Friday, December 19, 2008

Merry Christmas from President-elect Obama

Obama’s choice of Rick Warren to give the invocation at his inauguration is a very good sign. It infuriated the Gay left and showed that our President-to-be knows how to say no. Even more significantly, it suggests that moral conservatives, for whom man/woman marriage is absolutely sacrosanct, are not to be disenfranchised in the new regime.

Warren, like most people of traditional faith, sees homosexual activity as dysfunctional and immoral. Obama does not agree. But he acknowledges that Warren’s viewpoint is not disreputable and intolerable. He is saying that the values and disvalues of homosexual actions are things about which we can disagree within the bonds of civility and national unity. This is huge! The militant left, by contrast, cannot tolerate this difference. For them, any critique of same-sex acts is a form of hatred directed at a persecuted group.

In my religion classes, my constant chant is what I learned from my mother: “Hate the sin; love the sinner.” “Judge the action; not the heart of the actor.” “Distinguish the manifest objective act from the subjective intention, which is known clearly only to God.” This simple, clear distinction is quite obvious. I might attack cigarette smoking, because I care about the smoker. The same logic applies to anorexia, cutting, drug or alcohol abuse and the varieties of sexual misconduct. Your average seven-year-old can grasp the distinction. However, the homosexual movement is resistant to this logic and flies into indignant rage at the criticism of their actions. People who smoke, drink, hunt, or serve in the army tolerate moral censure from critics with no loss of self-esteem or psychic trauma. It is only the homosexuals who demand that their behaviors be condoned by everyone in society. They advocate a totalitarianism that suppresses any opinion, no matter how ancient or how scientifically verified, that disapproves of the actions and lifestyle which they have chosen as their identity. (This allergy to disapproval is itself a symptom of psychological insecurity.) Their logic is: “I have sexual desires for my own gender; I must act on theses; these desires and actions define me; disapproval of these actions is a rejection of my identity.” This argument is flawed at every point except for the first: that they suffer sexual attraction. The symbolic choice of Warren says that tolerance is to be extended to those who choose these actions as well as to those who disapprove of the same.

There are indications that the new administration is moving strongly to the center. The decision to keep Secretary of Defense Gates is basically a continuation of the Bush policy of the last two years. This is a radical departure from the quasi-pacifism of the candidate who captured the Democratic nomination by his repetitive, indignant anti-war rhetoric. Likewise, the choice of Hilary for State Department implies a more realistic and moderate positioning regarding world affairs.

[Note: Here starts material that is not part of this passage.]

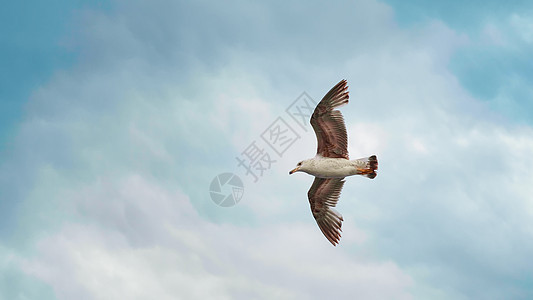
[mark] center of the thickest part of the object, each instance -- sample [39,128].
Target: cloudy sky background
[116,116]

Let us hope that the Warren choice is the first move towards the middle on the Culture War issues as well. Obama’s voting record is so extreme that I dismissed all his talk of unity as rhetoric and hype. But the Warren decision has me questioning my cynicism. The real test will be with FOCA and other abortion issues. There were reports this week that his transition team plans a billion dollar bailout for the abortion industry including exportation of Planned Parenthood services overseas. Should he move to use our tax dollars for these purposes and to dismantle the few restrictions on abortion (partial birth, parental notification, etc.), he will ignite a furious Culture War. Let us hope that the invocation choice is not a bone thrown to the right before he implements the draconian regime associated with FOCA. Should he sideline these initiatives and more or less continue the status quo, he has a chance to unite our country in facing the economic crisis as well as health care, immigration and international problems. Now that is a change we can believe in!

Merry Christmas to you also, President Elect!